For the first real test, I created three subsets of women working as software developers, nurses and recruiters. Now I’m going to pair up these groups and check the precision of the model.
Not great, not terrible. The best performing model was between software developers and nurses. It correctly identified almost 70% of the pictures on a 50% threshold. By increasing or decreasing the threshold we can gain higher precision or higher recall, but the AP parameter is giving us the average performance of our model with different thresholds. Usually higher precision means lower recall and opposite.
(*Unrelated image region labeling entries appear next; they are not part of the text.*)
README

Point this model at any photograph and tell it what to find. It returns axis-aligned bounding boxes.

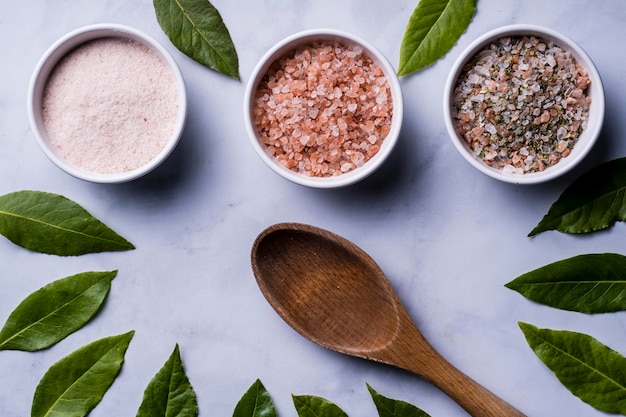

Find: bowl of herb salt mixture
[443,25,605,184]
[28,24,187,183]
[244,29,403,188]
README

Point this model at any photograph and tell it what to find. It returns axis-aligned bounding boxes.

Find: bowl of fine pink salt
[443,24,605,184]
[28,24,187,183]
[244,29,403,188]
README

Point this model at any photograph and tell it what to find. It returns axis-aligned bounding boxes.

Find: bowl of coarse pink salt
[443,24,605,184]
[244,29,403,188]
[28,24,187,183]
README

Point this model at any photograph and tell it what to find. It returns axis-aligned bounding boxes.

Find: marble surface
[0,0,626,417]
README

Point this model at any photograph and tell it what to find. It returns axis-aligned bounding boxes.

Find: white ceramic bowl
[27,24,187,183]
[244,29,403,188]
[443,24,605,184]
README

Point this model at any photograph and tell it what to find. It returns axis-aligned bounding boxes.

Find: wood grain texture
[251,223,524,417]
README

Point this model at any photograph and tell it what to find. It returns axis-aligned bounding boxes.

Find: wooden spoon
[252,223,524,417]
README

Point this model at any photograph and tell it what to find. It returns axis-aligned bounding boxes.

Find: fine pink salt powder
[42,37,178,174]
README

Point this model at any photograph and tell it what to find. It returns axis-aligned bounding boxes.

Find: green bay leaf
[367,384,430,417]
[505,253,626,314]
[519,322,626,414]
[0,190,135,256]
[233,379,277,417]
[528,158,626,236]
[137,345,198,417]
[398,0,476,76]
[0,271,117,352]
[31,331,135,417]
[153,0,239,80]
[292,395,348,417]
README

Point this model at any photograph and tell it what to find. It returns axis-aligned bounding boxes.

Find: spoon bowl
[251,223,524,417]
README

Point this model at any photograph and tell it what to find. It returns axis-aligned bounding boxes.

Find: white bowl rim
[27,23,187,183]
[243,28,404,188]
[443,23,605,184]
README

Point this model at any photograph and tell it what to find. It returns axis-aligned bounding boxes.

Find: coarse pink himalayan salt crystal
[253,41,393,177]
[42,37,178,174]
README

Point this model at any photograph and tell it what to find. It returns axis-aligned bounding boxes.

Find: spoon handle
[404,349,526,417]
[386,322,526,417]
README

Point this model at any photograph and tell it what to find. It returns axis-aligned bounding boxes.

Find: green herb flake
[398,0,476,76]
[505,253,626,314]
[292,395,348,417]
[233,379,277,417]
[31,331,135,417]
[0,271,117,352]
[154,0,239,80]
[0,190,135,256]
[519,322,626,414]
[137,345,198,417]
[367,384,430,417]
[528,158,626,236]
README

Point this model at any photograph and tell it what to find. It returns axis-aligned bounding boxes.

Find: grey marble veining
[0,0,626,417]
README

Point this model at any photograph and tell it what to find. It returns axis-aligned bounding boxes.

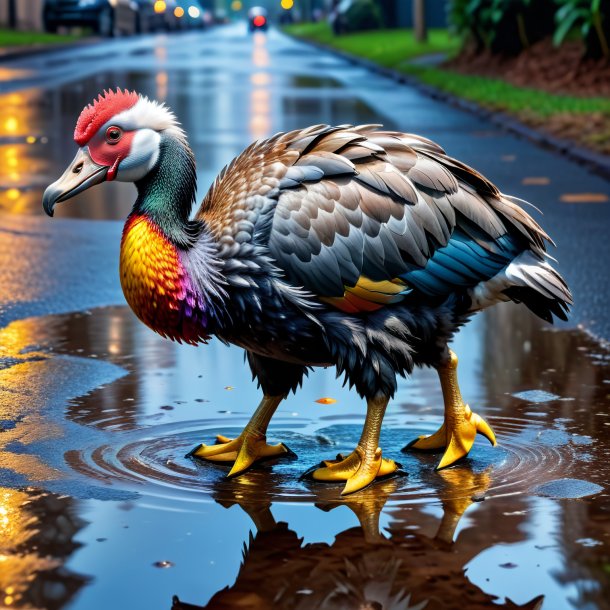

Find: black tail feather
[504,286,570,324]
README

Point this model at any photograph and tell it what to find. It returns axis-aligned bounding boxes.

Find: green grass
[0,28,81,47]
[284,22,460,68]
[403,65,610,119]
[285,23,610,119]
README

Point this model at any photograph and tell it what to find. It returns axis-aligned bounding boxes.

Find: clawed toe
[186,432,294,477]
[311,447,399,495]
[403,405,496,470]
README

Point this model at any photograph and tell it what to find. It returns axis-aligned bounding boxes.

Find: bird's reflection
[172,466,543,610]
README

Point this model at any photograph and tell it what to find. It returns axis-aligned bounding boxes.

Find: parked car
[248,6,269,32]
[113,0,170,34]
[43,0,165,36]
[42,0,115,36]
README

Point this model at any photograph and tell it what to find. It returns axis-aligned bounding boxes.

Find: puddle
[0,306,610,610]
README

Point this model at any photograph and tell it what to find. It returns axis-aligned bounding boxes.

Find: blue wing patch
[400,229,522,296]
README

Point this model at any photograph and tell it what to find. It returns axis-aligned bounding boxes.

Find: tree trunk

What is the key difference between these two datasets? Is it the hair color or maybe glasses? To find out let’s use the output from Face API and compare face attributes in Power BI.
Face to face meeting
The easiest way for me was to export the whole dataset to a text file and import it in Power BI Desktop. This free application allows you to import data from many sources and work with various data types. In my case transforming nested JSON objects was not a big issue, as you can add a custom column with a transformation script using Power Query M formula language. After preparing the table columns it is just a matter of drag-and-dropping specific fields to one of the many visual controls. Going back to the previous question – is there a visual difference between profiles from the nurses and software developers groups?
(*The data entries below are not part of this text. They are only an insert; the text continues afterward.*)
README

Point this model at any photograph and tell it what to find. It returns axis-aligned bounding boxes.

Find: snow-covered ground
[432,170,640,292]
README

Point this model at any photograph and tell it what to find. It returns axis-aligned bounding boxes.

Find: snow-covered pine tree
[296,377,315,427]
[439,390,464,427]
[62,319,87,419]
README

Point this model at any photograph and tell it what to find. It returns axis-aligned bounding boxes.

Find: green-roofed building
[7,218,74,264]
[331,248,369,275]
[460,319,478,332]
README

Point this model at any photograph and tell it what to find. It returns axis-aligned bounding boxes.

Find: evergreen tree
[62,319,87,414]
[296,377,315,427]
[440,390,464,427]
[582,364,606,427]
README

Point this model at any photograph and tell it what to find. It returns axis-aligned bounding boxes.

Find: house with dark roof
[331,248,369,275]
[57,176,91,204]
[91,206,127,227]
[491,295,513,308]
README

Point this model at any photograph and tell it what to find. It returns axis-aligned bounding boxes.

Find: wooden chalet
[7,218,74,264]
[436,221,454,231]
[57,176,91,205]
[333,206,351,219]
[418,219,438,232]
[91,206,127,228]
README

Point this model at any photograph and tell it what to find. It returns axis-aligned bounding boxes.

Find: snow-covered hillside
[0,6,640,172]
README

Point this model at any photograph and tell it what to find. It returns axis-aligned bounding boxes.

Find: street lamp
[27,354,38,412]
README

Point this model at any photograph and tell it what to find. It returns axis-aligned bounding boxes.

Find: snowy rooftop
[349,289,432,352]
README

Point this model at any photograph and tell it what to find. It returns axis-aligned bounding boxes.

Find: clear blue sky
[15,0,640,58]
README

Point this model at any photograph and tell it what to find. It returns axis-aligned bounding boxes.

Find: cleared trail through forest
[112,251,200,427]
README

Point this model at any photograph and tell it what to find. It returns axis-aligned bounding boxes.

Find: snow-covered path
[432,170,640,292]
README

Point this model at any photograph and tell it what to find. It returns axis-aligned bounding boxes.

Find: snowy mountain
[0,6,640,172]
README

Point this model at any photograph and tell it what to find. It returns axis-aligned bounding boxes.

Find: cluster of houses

As you can see, Power BI Desktop makes it easy to quickly visualize a dataset. Key differences found? Age and hair color. Let’s extract the men’s profiles and continue with the analysis.
Choose your fraction
Previously the datasets were grouped by only one job title. This time I would like to compare people from the whole job sector, so I am going to add also related jobs. This way in the IT group we are going to find software developers, IT consultants and database administrators. Healthcare will contain nurses, doctors and clinical research specialists. The last group will be Human Resources with recruiters, talent acquisition specialists and benefits specialists. All filtered by men only. Let’s see what do we have here.
IT vs HR has the most interesting result, mainly because the model was quite precise (72%) on identifying IT people, but managed to identify only 58% of the whole category. Generally, we can see much lower accuracy, so extending the groups negatively affected the final result.
The vision is clear
Is it actually possible to assign job titles just by analyzing business photos? I wouldn’t say that was the clue of this experiment. What I have learned is that Custom Vision is a really handy tool for image classification, even for non-technical people. Collecting and cleaning the data consumed around 80% of the time in this project, the rest was just pure fun with creating models and visualizing data in Power BI. Cloud providers are trying to make the machine learning world more approachable for non-scientists and the results are truly great.
But what about stereotypes? They are only in our heads, right? Let’s google for “typical nurse meme” and classify the most popular photos. You can interpret the results on your own.